Keywords: Mendelian disorder; Dysmorphology; Methodology; Genome sequencing

Authors:
J.T. Shieh 1,2; M. Penon-Portmann 2; M. Levy-Sakin 3; A. Slavotinek 1,2; H. Perry 6; D. Beleford 2; A. Sharo 4; R. Gallagher 1,2; S.E. Brenner 4; Z. Qi 5; J. Yu 5; J. Tenney 2; O. Klein 1,2,6; D. Martin 8; P. Kwok 1,3,7; D. Boffelli 8

Affiliations:
1) Institute for Human Genetics, University of California San Francisco, San Francisco, CA; 2) Division of Medical Genetics, Department of Pediatrics, Benioff Children's Hospital, University of California San Francisco, San Francisco, CA; 3) Cardiovascular Research Institute, University of California San Francisco, San Francisco, CA; 4) Department of Plant and Microbial Biology, University of California Berkeley, Berkeley, CA; 5) Department of Laboratory Medicine, University of California San Francisco, San Francisco, CA; 6) Craniofacial Center, Craniofacial Biology and Department of Orofacial Sciences, University of California San Francisco, San Francisco, CA; 7) Department of Dermatology, University of California San Francisco, San Francisco, CA; 8) Children's Hospital Oakland Research Institute, Benioff Children's Hospital Oakland, Oakland, CA


Genome analyses that generate very long haplotypes may facilitate diagnostic testing, particularly through the detection of structural variants.
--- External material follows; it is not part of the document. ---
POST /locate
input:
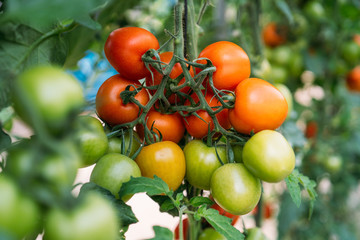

In this study, we probed the ability of de novo genome assemblies to improve identification of genetic lesions responsible for undiagnosed conditions. We hypothesized that a single genetic test could detect all types of genetic variants, including coding, noncoding, and structural variants. We used a hybrid linked read/optical mapping approach on undiagnosed cases, using a trio design. Potential diagnostic candidate variants were verified using secondary testing and reviewed by a multidisciplinary team. Clinically significant structural rearrangement and copy number variants were detected, and we were able to determine novel phasing data that discerns allele-specific mutations. We conclude that de novo genome assemblies can provide detailed diagnostic information beyond that provided by typical clinical sequencing technologies.